Opulenz & DIY-Attitüde
Wie glücklich oder unglücklich die ersten beiden Single-Auskoppelungen waren, darüber kann man noch länger streiten. „Instant History“ und das mit zahlreichen „Hey Hey Hey“-Chören durchzogene „Tiny Indoor Fireworks“ sind jedenfalls die mitunter poppigsten Songs der Bandkarriere und ließen bei langjährigen Fans schon eine Coldplayisierung ihrer Helden befürchten. Auf Langstrecke kratzen Biffy Clyro aber die Kurve und lassen sich nicht vollständig der Suche nach Kommerzradio-Airplay fallen. Dafür ist die Liebe zur Kontemplation und zur Komplexität in den Songwriter-Genen Neils nach wie vor viel zu ausgeprägt. Noch mehr als je zuvor vermischen die Schotten Opulenz und DIY-Attitüde. Im zweiten Song „The Champ“ etwa fabuliert Neil über den Undergroundstatus der Band und lässt dabei ein 30-köpfiges Orchester auffahren, „Space“ wiederum ist eine lupenreine Handylampen-Stadionballade, die in absehbarer Zukunft eine besondere Rolle einnehmen könnte.

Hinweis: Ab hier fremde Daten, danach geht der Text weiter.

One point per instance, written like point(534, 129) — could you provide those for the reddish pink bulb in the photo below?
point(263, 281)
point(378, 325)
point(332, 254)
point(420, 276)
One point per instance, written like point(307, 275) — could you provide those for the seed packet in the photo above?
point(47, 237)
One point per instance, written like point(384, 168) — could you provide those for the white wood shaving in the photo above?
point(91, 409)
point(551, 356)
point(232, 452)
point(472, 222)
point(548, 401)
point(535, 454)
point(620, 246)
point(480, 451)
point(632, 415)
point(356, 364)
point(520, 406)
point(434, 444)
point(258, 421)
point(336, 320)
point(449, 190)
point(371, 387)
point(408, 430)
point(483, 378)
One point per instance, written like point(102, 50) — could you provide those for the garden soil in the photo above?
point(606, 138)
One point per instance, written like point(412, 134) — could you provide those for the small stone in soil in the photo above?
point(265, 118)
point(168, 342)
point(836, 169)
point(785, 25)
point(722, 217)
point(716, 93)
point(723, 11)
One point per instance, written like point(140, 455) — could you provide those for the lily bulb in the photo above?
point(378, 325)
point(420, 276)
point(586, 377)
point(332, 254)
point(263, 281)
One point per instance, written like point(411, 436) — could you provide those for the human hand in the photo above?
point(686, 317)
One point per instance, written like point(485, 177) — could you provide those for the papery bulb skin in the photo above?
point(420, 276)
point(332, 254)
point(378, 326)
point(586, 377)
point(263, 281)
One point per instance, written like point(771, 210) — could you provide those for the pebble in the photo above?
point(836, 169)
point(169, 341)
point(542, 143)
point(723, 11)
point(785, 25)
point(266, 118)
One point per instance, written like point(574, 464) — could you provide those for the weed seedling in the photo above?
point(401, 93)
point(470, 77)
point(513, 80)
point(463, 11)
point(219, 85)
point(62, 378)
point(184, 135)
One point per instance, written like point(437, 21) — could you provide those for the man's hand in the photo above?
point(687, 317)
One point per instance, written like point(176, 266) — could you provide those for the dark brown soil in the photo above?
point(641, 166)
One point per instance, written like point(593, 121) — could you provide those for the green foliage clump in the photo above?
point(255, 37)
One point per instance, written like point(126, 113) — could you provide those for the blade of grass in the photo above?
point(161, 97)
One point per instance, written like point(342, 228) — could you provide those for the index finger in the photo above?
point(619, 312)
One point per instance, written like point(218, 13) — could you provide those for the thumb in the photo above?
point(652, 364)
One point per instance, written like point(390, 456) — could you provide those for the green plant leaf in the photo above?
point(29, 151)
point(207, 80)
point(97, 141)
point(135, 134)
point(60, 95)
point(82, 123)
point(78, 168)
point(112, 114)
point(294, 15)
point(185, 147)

Andererseits lässt man im besagten „End Of“ die Heavy-Metal-Wurzeln in den Vordergrund und erlaubt sich im mehr als sechsminütigen Album-Closer „Cop Syrup“ aggressives Geschrei mit Tool-Instrumentierung und akustischen Instrumentalsektionen zu vermischen. Die bunte Gemengelage an Stilen und Klängen gemahnt an ein Aufbegehren gegen die eigene Sterilität, die auf „A Celebration Of Endings“ öfters Einzug hält. Es ist schon bemerkenswert, wie es Simon Neil immer wieder schafft, sich ein Gefühl des 90er-US-Hardcore zu bewahren, wenn er gleichzeitig die ganz großen Hallen im Visier hat, in denen der Alternative Rock mit Pop-Schlagseite am ehesten seine Würdigung erfahren würde. Die absoluten Highlights sind aber ohnehin mitten im Tracklist-Sandwich zu finden. Etwa das exzessiv-frustrierte „Weird Leisure“ mit den typischen Band-Trademarks im Kompositionsaufbau und das zwischen Radiopop und Math-Rock mäandernde „Worst Type Of Best Possible“.

Alt & neu
Mit gut 45 Minuten halten sich Biffy Clyro auf „A Celebration Of Endings“ so kurz wie schon lange nicht mehr, begehen aber trotzdem wieder zu oft den Fehler, sich dem größer werdenden Publikum anbiedern zu wollen. Im Gegensatz zu den eingangs erwähnten Muse tun sich Simon Neil und Co. hörbar schwer, sich in eine Richtung drängen zu lassen und verweben daher nach wie vor möglichst alle Schaffensphasen der Bandhistorie, lassen es dabei aber an der ungestümen Authentizität der frühen Tage vermissen. Spielfreude und Lust am Musizieren sind den Vollblutmusikern jederzeit anzuhören, doch auch das neue Album reicht nicht mehr an die kreativen Explosionen der Vergangenheit heran. Am 16. Oktober 2021 sollen Biffy Clyro hoffentlich wieder im Wiener Gasometer konzertieren dürfen. Dafür sind sie als Headliner des Download Festivals in England geplant - was die Unentschlossenheit des eigenen Standings nur noch bestärkt.